Markus Kraus, Sprecher der Mordkommission, bestätigte, dass 30 Vernehmungen durchgeführt worden seien. Verhört wurden unter anderem die Mutter der Mädchen, Annette S., ihr Lebensgefährte und ihr geschiedener Mann und Vater der Kinder. Nach den bisherigen Ermittlungen hatte Annette S. die Kraillinger Wohnung um 22.30 Uhr verlassen.

Sie arbeitete in der Kneipe „Schabernack“, die ihrem Lebensgefährten gehört, knapp 100 Meter von ihrer Wohnung entfernt. Als S. gegen 4.40 Uhr mit ihrem Lebensgefährten nach Hause zurückkehrte, fand sie die beiden Mädchen „leblos“ in der Wohnung, ihr Lebensgefährte rief daraufhin die Polizei. Die Beamten kümmerten sich um die Mädchen, versuchten sie zu reanimieren, bis der Notarzt kam. Der konnte nur noch den Tod feststellen.

Die Mädchen wurden mit einem Messer getötet

Chiara und Sharon sind eindeutig Opfer eines Verbrechens geworden, sagte Oberstaatsanwältin Titz. Anhaltspunkte für einen sexuellen Hintergrund der Tat gebe es nach der Obduktion nicht. Die beiden Mädchen seien unter anderem mit einem Messer und durch „stumpfe Schläge“ getötet worden. Ob das Messer am Tatort aus der Wohnung stammt und ob der Täter sich möglicherweise ausgekannt hat, wollte die Staatsanwaltschaft nicht mitteilen.

Einbruchspuren wurden keine festgestellt, allerdings, so Mordkommissionssprecher Kraus, war die Haustür, die gleichzeitig auch die Wohnungstür ist, ohne Weiteres zugänglich: Annette S. hatte wie immer, wenn sie arbeiten ging und die Kinder zuhause blieben, nicht abgesperrt – angeblich, damit Chiara und Sharon im Brandfall fliehen könnten. „Sie müssen nur den Drehknopf der Tür betätigen, dann sind Sie drin“, so Kraus.
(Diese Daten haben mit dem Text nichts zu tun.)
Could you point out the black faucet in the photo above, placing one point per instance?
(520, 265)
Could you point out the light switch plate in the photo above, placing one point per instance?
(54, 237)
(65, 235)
Dies machte sich der Täter ganz offenbar zunutze.

Nur wer bringt zwei arg- und wehrlose Kinder auf so brutale Weise um? Und vor allem: Warum?

Angeblich war die familiäre Situation von Annette S. – auch nach Einschätzung von Bekannten und Nachbarn – intakt: Zum geschiedenen Ehemann und Vater der Mädchen hatte sie demnach ein entspanntes Verhältnis. Auch das Verhältnis zu ihrem momentanen Lebensgefährten war in Ordnung.

Auf die Frage, ob eine Beziehungstat auszuschließen sei, antwortete Titz jedoch ebenso ausweichend wie Kraus. „Wenn es stimmt“, dass der Ex-Ehemann sich wie verschiedentlich berichtet, zum Tatzeitpunkt nicht in München, sondern in Hamburg aufgehalten habe, scheide er als Täter „natürlich“ aus.

Erinnerungen an ein ähnlich grausiges Verbrechen

Neben dem unmittelbaren Umfeld konzentrieren sich die Ermittlungen auf die gut 50 Gäste, die sich am Abend im „Schabernack“ aufgehalten haben. Und auch die unguten Erinnerungen an ein ähnlich gelagertes, furchtbares Verbrechen kommen wieder hoch.

Am Faschingsdienstag 2002 war ein junger Mann, angetan mit einer Totenkopfmaske, in das Zimmer der damals zwölf Jahre alten Vanessa aus Gesthofen bei Augsburg eingestiegen und hatte das Mädchen erstochen. Der Täter sagte später vor Gericht, seine Tat sei nicht geplant gewesen, er habe Vanessa „nur erschrecken wollen“. Als sie aufwachte, habe er „aus Angst“ zugestochen.

Auch ein solches Verbrechen kann im Fall Krailling derzeit nicht ausgeschlossen werden. Die Polizei sucht deshalb Zeugen, die in der Mordnacht Verdächtiges wahrgenommen haben. Das Bayerische Landeskriminalamt hat für Hinweise, die zur Ergreifung des Täters führen, eine Belohnung von 5000 Euro ausgesetzt.